I believe it goes without saying that if you have a 3rd party application trying to write to /etc/shadow or /dev/mem you should not add that to your policy and should instead contact the vendor about their badly broken software. Likewise, if the application is doing other nasty things like executing anonymous memory mappings (ofcourse JIT compilers have to do this, but a standard application generally shouldn't) you should urge the vendor to fix their software.

I suspect as SELinux gets more uptake vendors will be forced to actually look into SELinux and do what is necessary to make their software work with SELinux. This, ofcourse, can include fixing their software or if the access is truly necessary writing policy that is included with the application. This gives the added benefit of letting you, the end user, actually see what the software is doing (if you care) and forces the vendor to evaluate their own software to see what it does. Often times software is developed over a long period of time with many teams of programmers so the current developers may not even know what huge parts of the software do.

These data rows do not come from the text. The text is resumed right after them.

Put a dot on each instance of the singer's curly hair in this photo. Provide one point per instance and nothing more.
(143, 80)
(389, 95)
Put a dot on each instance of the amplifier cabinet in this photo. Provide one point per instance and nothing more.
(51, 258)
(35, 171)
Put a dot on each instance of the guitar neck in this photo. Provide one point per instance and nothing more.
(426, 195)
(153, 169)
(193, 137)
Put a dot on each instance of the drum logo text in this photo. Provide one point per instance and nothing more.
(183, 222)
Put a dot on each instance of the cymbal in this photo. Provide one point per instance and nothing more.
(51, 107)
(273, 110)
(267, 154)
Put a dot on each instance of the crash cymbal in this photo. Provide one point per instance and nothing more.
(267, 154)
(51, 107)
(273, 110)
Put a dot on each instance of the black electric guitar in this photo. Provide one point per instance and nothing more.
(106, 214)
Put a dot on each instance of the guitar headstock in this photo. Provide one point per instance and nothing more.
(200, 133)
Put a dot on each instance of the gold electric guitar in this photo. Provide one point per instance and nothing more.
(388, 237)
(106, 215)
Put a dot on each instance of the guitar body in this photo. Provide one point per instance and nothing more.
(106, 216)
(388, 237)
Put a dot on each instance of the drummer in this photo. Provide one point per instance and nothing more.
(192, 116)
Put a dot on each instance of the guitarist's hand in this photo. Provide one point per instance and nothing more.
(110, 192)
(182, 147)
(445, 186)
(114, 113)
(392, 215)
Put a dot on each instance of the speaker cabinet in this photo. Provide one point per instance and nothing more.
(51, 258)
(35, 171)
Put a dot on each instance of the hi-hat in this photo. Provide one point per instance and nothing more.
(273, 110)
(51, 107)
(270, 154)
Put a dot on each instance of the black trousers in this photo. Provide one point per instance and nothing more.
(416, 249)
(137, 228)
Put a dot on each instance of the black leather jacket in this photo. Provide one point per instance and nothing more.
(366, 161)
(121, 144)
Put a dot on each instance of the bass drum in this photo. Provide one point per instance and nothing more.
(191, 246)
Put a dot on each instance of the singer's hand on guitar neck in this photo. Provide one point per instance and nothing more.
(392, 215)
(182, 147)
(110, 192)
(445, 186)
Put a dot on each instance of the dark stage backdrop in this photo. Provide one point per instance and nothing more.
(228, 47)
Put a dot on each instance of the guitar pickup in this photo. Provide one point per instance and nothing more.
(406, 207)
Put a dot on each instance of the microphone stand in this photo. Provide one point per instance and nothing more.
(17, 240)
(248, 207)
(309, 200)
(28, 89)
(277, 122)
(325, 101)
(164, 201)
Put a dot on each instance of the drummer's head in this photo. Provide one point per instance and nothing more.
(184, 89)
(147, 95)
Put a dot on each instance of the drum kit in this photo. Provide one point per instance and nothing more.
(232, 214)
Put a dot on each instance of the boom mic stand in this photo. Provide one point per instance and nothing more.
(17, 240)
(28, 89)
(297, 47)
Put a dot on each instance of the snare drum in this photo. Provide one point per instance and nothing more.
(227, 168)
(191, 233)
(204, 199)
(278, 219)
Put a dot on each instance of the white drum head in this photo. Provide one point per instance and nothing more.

However, the vendors aren't going to do this until it makes sense from a financial point of view. I suggest making that happen as soon as possible by telling vendors simply "No, I will not disable SELinux". If they want your business they'll start looking at fixing the problems, which is a benefit to everyone including the vendor. A quick web search for "disable selinux" shows many companies (and even opensource projects) which list disabling SELinux as the "solution" to their malfunctioning software. That list includes: VMWare, Novell, Brother printers, Oracle, Sun, @Mail, Positive Software, Zend (PHP), Subversion, … the list goes on.

So, if you happen to have the misfortune of dealing with a vendor who chooses to put your infrastructure, business or personal machine at risk rather than fixing their software just send them the link for this article, it may help you, them and everyone else that uses their products.